Kita ribut2 masalah blok mahakam, tapi kita gak ada singgung mobil oil yang diloksumawe. Apa benar 2013 ini all area exxon mau diakusisi sama medco energy?emang kapasitasnya LNG berapa banyak lagi ya?


Tanggapan 52 – firdauzihata

Dear All,
Hal2 yang disebutkan dibawah bukannya tanggung jawab pemerintah? Total, Chevron, Vico, dsb bisnis utamanya minyak dan gas bukan pembangunan infrastruktur.
Kita jangan naif dan menutup mata juga terhadap kontribusi IOC terhadap kalimantan timur secara ekonomi. Berapa banyak masyarakat Kaltim yang bekerja disana dan mendapatkan gaji yang jauh lebih besar dari rekan 2 yg dijawa. Tidak usah berbicara orang teknik, di Balikpapan gaji pembantu antara 1-2 jt, gaji supir pribadi bisa sampai 3.5 jt. Silahkan bandingkan Handil, samboja atau Balikpapan 20 tahun yang lalu dengan sekarang, kalo dibilang ngak ada perubahan secara ekonomi makro saya kira statemennya kurang objectives.

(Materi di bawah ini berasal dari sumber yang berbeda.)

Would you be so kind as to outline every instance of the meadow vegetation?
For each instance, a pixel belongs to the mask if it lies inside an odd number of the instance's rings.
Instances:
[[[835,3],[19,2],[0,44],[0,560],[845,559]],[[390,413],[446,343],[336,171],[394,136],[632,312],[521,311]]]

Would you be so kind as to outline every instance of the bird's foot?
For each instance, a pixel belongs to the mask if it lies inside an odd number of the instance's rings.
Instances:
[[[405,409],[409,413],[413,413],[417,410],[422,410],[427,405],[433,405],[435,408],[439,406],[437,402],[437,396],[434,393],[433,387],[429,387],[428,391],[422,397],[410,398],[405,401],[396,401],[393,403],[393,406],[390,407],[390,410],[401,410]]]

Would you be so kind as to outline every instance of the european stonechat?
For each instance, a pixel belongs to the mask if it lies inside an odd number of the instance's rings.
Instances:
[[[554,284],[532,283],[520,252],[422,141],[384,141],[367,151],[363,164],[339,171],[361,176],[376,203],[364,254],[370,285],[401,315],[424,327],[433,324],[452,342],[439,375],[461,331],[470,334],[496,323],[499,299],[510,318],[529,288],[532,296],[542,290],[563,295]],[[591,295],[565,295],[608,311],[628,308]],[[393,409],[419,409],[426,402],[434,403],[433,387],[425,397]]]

Saya sepakat dengan beberapa rekan saya yang mengkritisi isi petisi M.Batubara cs. Bahwa data yang disajikan terlalu membuai, indah dan jauh dari kenyataan. Padahal kita yang ada di Total tahu percis posisi mahakam dan betapa susahnya mempertahankan angka produksi.
Buat kami yang bekerja di Total, siapapun yang ada di Mahakam setelah 2017 tidak menjadi masalah. Pemerintah seharusnya memutuskan sejak May tahun lalu bila kita merujuk ke kontrak PSC. Sebab masa transisi tidak akan mudah dan perlu disiapkan dengan matang. Kita berbicara ttg manajemen lebih dari 1000 sumur, 3000 intervention works/tahun, lebih dari 3000 maintenance works/tahun, hampir 1500 kontrak aktif dan lebih dari 4000 pekerja.
Suara hati kecil berharap pemerintah segera memberikan keputusan atas permasalahan ini. Saya sepakat dengan konsep ketahanan energi nasional seperti dulu pernah dikampanyakean Pak Wid almarhum. Semoga keputusan tentang Blok Mahakam nanti menjadi yang terbaik bagi bangsa Indonesia.